# 1. Ponniyin Selvan Word Embeddings using Continuous Bag of Words (CBoW)

## Introduction
In this notebook, we will train word embeddings using the Continuous Bag of Words (CBoW) model on a Tamil text corpus from the classic work *Ponniyin Selvan* by Kalki Krishnamurthy. Word embeddings are crucial in natural language processing (NLP) because they allow us to represent words as dense vectors that capture semantic relationships between them. 

**Objective**: We aim to preprocess the Tamil text, tokenize it, and build a CBoW model using Keras to learn meaningful embeddings. These embeddings can later be used for various NLP tasks, such as text classification, sentiment analysis, or even as input features for more complex deep learning models.

**Why Use CBoW?**: The CBoW model predicts a target word given its surrounding context words. It is simple yet effective in capturing semantic meanings and is computationally efficient compared to other models like Skip-gram.

## Step 1: Import Libraries

We start by importing the necessary libraries. These include `re` for regular expression operations, `numpy` for numerical computations, and TensorFlow and Keras for building our neural network model.

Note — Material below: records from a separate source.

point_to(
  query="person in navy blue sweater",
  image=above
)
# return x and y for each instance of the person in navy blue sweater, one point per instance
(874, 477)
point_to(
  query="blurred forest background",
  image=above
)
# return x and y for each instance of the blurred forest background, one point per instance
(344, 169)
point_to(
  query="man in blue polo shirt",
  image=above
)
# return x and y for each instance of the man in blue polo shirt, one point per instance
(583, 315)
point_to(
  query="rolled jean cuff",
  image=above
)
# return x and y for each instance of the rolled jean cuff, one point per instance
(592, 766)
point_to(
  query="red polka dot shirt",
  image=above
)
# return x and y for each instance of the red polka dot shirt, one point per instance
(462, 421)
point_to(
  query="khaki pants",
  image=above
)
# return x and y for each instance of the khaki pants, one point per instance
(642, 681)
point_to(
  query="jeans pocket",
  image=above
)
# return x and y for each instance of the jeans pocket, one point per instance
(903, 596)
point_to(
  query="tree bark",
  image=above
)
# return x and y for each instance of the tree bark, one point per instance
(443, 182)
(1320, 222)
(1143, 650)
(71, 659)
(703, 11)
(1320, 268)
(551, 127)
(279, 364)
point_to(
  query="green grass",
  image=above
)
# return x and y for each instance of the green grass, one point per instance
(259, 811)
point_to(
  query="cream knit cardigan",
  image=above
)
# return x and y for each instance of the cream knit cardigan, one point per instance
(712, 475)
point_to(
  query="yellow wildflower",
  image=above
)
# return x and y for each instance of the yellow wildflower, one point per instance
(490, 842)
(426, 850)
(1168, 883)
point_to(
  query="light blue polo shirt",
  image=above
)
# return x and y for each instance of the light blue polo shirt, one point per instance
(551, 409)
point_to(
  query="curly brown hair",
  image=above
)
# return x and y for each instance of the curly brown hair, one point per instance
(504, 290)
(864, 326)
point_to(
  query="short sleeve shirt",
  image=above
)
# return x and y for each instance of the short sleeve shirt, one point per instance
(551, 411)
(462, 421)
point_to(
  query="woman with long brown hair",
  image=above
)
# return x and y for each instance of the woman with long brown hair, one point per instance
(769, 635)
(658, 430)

We also import functions from `indic-nlp-library` to handle tokenization specific to Tamil.

In [1]:
import re
import numpy as np
import tensorflow as tf
from tensorflow.keras import backend as K
from tensorflow.keras.models import Sequential
from tensorflow.keras.layers import Dense, Embedding, Lambda, Reshape
from tensorflow.keras.preprocessing.sequence import pad_sequences
from tensorflow.keras.utils import to_categorical
from indicnlp.tokenize.sentence_tokenize import sentence_split
from indicnlp.tokenize import indic_tokenize

## Step 2: Define Text Cleaning Functions

Next, we define functions to clean the text. The `clean_numbers` function removes digits, and the `clean_special_characters` function removes characters that are not part of the Tamil script.

In [2]:
def clean_numbers(text):
    pattern = r"[\d-]"
    return re.sub(pattern, '', text)

def clean_roman_numerals(text):
    pattern = r"\b(?=[MDCLXVIΙ])M{0,4}(CM|CD|D?C{0,3})(XC|XL|L?X{0,3})([IΙ]X|[IΙ]V|V?[IΙ]{0,3})\b\.?"
    return re.sub(pattern, '', text)

## Step 3: Load and Preprocess the Text

We load the text from the file `Ponniyin Selvan.txt` and perform several preprocessing steps:
- Replace punctuation with spaces or periods.
- Remove unnecessary characters like quotes and extra spaces.
- Clean numbers and special characters.
Finally, we split the text into sentences using the `indic-nlp-library`.

In [3]:
print("Reading txt file...")
with open(r'ponniyin-selvan.txt', 'r', encoding='utf-8') as f:
    text = f.read()

# Preprocessing: Replacing punctuation and cleaning
text = text.replace(",\n", " _eol_ ")
text = text.replace(",", " _comma_  ")
text = text.replace(":", " _comma_  ")
text = text.replace(";", " _comma_  ")
text = text.replace("?\n", ". ")
text = text.replace("!\n", ". ")
text = text.replace(".\n", ". ")
text = text.replace('"', "")  # Remove double quotes
text = text.replace("'", "")  # Remove single quotes
text = text.replace("?", ".")
text = text.replace("!", ".")
text = text.replace('"', "")
text = text.replace("\t", "")
text = text.replace("  ", " ")
text = text.replace("\u200c", "")

# Additional cleaning: Remove numbers and combine spaces
text = clean_numbers(text)
text = clean_roman_numerals(text)
text = re.sub(r"\s+", " ", text).strip()

# Sentence splitting using indic-nlp-library for tamil
sentences = sentence_split(text, lang='ta')  # tamil language code

# Lowercase and tokenize the sentences
sentences = [s.lower().strip() for s in sentences if len(s.split()) > 2]
tokenized_sentences = [indic_tokenize.trivial_tokenize(s, lang='te') for s in sentences]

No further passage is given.